Tell tale signs are beginning to become noticeable to those around them. Novak’s mother easily sees through the charade when Kirk happens to stop in at the house when Novak doesn’t appear at the morning school drop off. A past lover of our blonde haired beauty spots them and knows that Kirk isn’t her hubby. Worst of all is the lecherous Walter Matthau as Kirk’s neighbor. He’s hanging around watching them at a party. Hinting to Kirk at just how fine looking the blonde is. Matthau is totally convincing here as a man you wouldn’t want to leave your daughter with.

strangers when we meet lobby

The irony of Kirk’s affair is that his own wife Rush is becoming the needy wife who wants and desires more attention from her own husband just as Novak did from hers before entering into the affair with Kirk. That’s not to say she’s going to resort to the same solution as Novak. This will lead to the most uncomfortable scene in the film involving Matthau which I won’t go into. See for yourself.

“How am I any different than you?” Matthau smiles at Kirk.

matthai in strangers

I can understand why I never gave this title much thought seeing it years ago when I was looking for Kirk the action star as opposed to the dramatic side of the legendary actor. Now I see that the film carries some weight, mainly due to the performers delivering the goods. Kirk and Barbara the real standouts.

rush and douglas

Strangers was directed by Richard Quine. He had already worked with Kim on Bell, Book and Candle in 1958 and would reteam with her once more in 62’s The Notorious Landlady. This was the only time he would work with Douglas on a film that was credited as a Bryna-Quine production. Bryna being Kirk’s personal releasing company.

This above par soap opera is available on DVD and sometimes has been known to turn up on TCM for us Douglas/Novak fans.

Oh, yeah…… for Walter’s as well. Meaning me.

10 Comments »

  1. Ha! Your opening line now has me thinking of Kirk playing He-Man (which he probably would have done had those toys existed some 20+ years earlier and there was more Vikings-like movies to be made, lol)… 😀

  2. I know this movie well.
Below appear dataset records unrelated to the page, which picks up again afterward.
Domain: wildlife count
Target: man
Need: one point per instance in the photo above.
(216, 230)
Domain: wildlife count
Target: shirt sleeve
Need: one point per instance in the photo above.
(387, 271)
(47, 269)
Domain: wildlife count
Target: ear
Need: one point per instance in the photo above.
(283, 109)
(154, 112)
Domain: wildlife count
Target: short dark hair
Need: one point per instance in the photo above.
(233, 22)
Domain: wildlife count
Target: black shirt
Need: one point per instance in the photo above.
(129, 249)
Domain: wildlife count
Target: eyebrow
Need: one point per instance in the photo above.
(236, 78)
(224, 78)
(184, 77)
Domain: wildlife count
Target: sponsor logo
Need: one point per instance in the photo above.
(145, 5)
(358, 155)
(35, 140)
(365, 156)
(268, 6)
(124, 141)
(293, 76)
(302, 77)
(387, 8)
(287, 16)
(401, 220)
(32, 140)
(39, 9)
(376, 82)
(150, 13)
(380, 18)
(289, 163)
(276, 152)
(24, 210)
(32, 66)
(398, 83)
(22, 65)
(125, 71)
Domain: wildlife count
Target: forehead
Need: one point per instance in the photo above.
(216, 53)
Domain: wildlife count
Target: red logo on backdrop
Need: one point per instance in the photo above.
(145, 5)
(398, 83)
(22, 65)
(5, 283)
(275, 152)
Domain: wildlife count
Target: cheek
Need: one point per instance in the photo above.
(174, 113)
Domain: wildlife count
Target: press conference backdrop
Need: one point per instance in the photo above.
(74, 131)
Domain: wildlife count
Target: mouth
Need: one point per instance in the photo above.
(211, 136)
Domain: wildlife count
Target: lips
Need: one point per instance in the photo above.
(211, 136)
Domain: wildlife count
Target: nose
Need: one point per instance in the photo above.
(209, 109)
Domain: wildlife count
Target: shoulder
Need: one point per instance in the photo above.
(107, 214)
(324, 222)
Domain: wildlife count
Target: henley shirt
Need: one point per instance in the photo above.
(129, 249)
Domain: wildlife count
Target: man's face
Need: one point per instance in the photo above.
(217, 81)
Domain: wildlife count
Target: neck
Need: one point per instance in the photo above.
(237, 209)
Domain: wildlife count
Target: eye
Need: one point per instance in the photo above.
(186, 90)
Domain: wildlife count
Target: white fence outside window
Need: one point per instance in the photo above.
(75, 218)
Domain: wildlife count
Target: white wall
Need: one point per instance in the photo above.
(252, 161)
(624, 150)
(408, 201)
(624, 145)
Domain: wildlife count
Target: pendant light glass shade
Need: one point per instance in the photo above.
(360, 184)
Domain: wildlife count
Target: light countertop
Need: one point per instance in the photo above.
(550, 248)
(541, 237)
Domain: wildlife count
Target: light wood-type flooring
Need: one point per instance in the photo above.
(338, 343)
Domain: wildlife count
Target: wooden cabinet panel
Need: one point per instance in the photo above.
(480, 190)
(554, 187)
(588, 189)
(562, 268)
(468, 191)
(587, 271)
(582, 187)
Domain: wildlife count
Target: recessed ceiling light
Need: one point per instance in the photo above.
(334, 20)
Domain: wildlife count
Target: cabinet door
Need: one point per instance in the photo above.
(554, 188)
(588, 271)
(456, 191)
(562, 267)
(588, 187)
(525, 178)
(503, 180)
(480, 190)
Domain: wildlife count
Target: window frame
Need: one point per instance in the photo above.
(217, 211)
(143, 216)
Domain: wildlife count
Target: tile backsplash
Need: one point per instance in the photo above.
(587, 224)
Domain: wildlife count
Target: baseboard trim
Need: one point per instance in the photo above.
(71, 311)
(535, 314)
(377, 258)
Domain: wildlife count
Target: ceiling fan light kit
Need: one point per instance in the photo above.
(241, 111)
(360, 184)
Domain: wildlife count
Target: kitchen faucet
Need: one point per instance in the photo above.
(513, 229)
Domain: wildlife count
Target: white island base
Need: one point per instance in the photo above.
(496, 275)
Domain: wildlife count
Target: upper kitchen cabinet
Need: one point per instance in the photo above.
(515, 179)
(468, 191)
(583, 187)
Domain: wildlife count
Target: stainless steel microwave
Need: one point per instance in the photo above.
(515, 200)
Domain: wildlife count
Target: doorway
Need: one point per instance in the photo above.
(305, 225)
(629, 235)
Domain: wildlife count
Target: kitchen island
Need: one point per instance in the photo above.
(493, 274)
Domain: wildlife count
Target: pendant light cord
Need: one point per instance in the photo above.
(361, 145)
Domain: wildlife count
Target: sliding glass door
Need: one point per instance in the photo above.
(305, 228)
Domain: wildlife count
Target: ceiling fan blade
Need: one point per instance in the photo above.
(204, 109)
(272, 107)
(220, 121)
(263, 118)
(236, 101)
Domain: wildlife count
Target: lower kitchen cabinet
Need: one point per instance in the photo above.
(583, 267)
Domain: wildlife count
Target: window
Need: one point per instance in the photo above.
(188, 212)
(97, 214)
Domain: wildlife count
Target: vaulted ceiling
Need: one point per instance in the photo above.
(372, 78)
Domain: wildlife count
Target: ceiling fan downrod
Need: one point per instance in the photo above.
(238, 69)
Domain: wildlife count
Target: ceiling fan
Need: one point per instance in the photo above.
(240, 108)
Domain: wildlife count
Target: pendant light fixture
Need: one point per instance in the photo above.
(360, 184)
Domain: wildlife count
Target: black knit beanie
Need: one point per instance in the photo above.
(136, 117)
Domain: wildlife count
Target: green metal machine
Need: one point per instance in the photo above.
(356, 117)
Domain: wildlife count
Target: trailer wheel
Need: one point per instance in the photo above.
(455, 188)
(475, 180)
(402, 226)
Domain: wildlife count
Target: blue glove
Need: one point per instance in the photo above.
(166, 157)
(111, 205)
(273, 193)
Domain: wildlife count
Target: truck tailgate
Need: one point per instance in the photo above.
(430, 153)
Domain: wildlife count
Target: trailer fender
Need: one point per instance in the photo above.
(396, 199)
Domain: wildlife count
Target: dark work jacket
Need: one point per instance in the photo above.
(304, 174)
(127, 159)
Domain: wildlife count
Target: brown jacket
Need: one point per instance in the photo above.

My mum took me to it by accident. I have no idea what movie she thought she was taking her little boy to; I have no idea why the cinema allowed me into what must surely have been an A (13 and up) movie — I must have been about 11, so maybe they just assumed I was small for my age. I can recall being startled by the content and having a difficult time following bits of the plot, but most of all the increasingly glacial presence by my side as my mum realized her dreadful error.

    Years later I appreciated her dilemma, and sympathized. Which would be worse? — letting me watch in the hope that my innocent (hah!) little mind wouldn’t understand it, or dragging me out of the place and then trying to invent a plausible reason for having done so that wouldn’t shatter my (snort) innocence. There was another factor: as a good Scot, she was disinclined to waste the ticket price by opting for the latter course. So we watched on . . .

    • That’s a wonderful story. Thanks for sharing. Those are the ones I like to write about on occasion when thinking back to my own experiences and the discovery of film. I would encourage you to pad that out a bit and share the tale on your site.

  3. Saw this about a year ago – a very engaging movie, and you can’t help feeling sorry for the main characters doomed romance even as they’re treating their spouses despicably. Matthau is particularly loathsome – that scene with him and Rush is shudder worthy example of what can be done with restraint. One thing I didn’t like (SPOILERS AHEAD) is how Rush’s character threaten’s Douglas with never seeing their children again. I thought it was petty, and a weak point in an otherwise sympathetic character. On another tack, Douglas would have been awesome as Batman!

    • The Matthau scene actually reminded me of the tension that Mitchum was bringing to the start of his scene with Polly Bergen in Cape Fear. You just don’t know how far he was Walter was gonna push it.
      Can you imagine the Douglas cleft chin and mouth visible under the Batman face mask?……. Iconic!